それはさておき、時々あれこれとつぶやくのでお聞きください。
暑いとはいっても、立秋を過ぎると風が秋の気配を運んできます。蝉たちは、大急ぎで出てきて残りの夏を惜しむかのように精一杯鳴いています。
7月25日に、神社主催の参拝旅行で諏訪大社へ行ってきました。諏訪大社は上社に本宮と前宮、下社に春宮と秋宮の四つのお社から成り立っていますが。今回は、上社本宮へ参拝しました。御本殿がなく山をご神体と仰ぐ上社本宮は、深い緑の中に鎮まり、四方に立つ御柱が囲みたいへん厳かでした。

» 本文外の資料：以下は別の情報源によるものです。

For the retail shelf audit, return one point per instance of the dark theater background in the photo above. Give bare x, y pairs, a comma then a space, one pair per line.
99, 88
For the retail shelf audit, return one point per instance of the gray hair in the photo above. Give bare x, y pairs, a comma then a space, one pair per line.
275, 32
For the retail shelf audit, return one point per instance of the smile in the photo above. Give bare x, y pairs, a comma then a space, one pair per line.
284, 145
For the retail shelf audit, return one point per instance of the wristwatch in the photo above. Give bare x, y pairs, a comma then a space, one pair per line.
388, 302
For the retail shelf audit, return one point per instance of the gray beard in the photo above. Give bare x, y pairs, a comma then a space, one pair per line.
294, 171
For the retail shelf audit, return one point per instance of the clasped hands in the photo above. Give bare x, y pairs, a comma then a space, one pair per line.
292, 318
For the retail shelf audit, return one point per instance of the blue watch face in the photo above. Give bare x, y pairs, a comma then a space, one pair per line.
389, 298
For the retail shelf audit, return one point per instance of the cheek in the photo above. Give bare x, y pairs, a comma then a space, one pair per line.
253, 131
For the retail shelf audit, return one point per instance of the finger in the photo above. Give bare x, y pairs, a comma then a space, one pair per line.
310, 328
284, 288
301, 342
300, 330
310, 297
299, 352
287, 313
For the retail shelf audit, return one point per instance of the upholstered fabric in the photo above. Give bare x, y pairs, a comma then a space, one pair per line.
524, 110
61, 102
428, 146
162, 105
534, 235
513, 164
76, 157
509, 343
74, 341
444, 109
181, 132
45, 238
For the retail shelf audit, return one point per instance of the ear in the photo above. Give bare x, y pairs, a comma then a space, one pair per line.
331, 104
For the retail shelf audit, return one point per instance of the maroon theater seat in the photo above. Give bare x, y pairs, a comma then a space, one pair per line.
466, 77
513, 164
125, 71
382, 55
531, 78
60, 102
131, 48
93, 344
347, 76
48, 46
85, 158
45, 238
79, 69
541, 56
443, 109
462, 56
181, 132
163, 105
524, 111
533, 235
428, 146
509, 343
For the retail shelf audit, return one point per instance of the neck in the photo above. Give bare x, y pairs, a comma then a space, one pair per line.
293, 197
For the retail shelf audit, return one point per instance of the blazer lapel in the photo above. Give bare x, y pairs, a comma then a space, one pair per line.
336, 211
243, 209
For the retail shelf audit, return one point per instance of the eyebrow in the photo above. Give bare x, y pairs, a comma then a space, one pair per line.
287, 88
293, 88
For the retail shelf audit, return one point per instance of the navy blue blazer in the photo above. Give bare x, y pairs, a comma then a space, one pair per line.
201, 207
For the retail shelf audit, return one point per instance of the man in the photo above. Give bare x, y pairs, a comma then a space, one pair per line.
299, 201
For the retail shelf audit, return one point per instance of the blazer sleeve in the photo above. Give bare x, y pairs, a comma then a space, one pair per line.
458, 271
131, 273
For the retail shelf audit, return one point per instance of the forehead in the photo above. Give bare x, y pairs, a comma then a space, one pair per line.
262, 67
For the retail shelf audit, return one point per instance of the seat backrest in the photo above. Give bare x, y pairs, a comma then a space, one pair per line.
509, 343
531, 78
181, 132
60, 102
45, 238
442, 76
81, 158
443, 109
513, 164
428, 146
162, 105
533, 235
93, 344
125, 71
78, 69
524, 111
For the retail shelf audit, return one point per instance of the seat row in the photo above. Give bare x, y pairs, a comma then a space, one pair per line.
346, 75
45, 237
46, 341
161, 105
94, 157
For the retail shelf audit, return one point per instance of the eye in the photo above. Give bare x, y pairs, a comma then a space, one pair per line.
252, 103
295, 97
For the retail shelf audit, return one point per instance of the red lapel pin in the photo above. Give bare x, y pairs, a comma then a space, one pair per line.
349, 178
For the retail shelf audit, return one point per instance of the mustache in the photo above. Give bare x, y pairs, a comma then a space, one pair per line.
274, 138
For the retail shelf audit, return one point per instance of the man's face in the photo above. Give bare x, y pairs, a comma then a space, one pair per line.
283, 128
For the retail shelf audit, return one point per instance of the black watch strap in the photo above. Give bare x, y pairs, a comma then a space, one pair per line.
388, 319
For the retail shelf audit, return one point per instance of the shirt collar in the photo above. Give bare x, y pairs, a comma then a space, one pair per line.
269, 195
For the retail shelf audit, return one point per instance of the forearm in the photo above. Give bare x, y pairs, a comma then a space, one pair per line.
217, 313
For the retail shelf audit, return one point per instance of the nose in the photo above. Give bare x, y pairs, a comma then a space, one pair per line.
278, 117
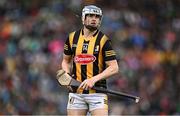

このHP「瀬戸歳時記」12月でご紹介しているように、諏訪大社上社本宮を手掛けた名工 立川和四郎二代目冨昌は、深川神社の本殿の御造営にも携わっています。個人的には、10年ぐらい前に本宮を参拝したことがありますが、外からお参りするだけではご社殿の彫刻など詳細は見えないので、今回正式参拝をして、初めて重要文化財に指定されているご社殿に上がり冨昌の作品を目の当たりにしたのでした。
一言でいうと「圧巻」。
一刀、一刀が浮かび上がらせた彫刻が、躍動的で、端正で、重厚で迫りきて、鳥肌が立ちました。当神社の彫刻は「立川流にしてはおとなしい」と言われる所以がこの上社本宮を拝しようやく分かりました。年代は、深川神社は、文政6(1823)年に完成で、上社本宮は、天保2年から9(1838)年にかけて造営しているので、郷土にかける思いも加わり、更に作風に円熟味を増し、まさに「立川流」の完成度を高めたのではないでしょうか。
人は一代。
しかし、生み出した作品は千代に八千代に生き続けます。冨昌の込められた魂の瑞々しさをこの身に感じつつ、ご神前に玉ぐしを捧げました。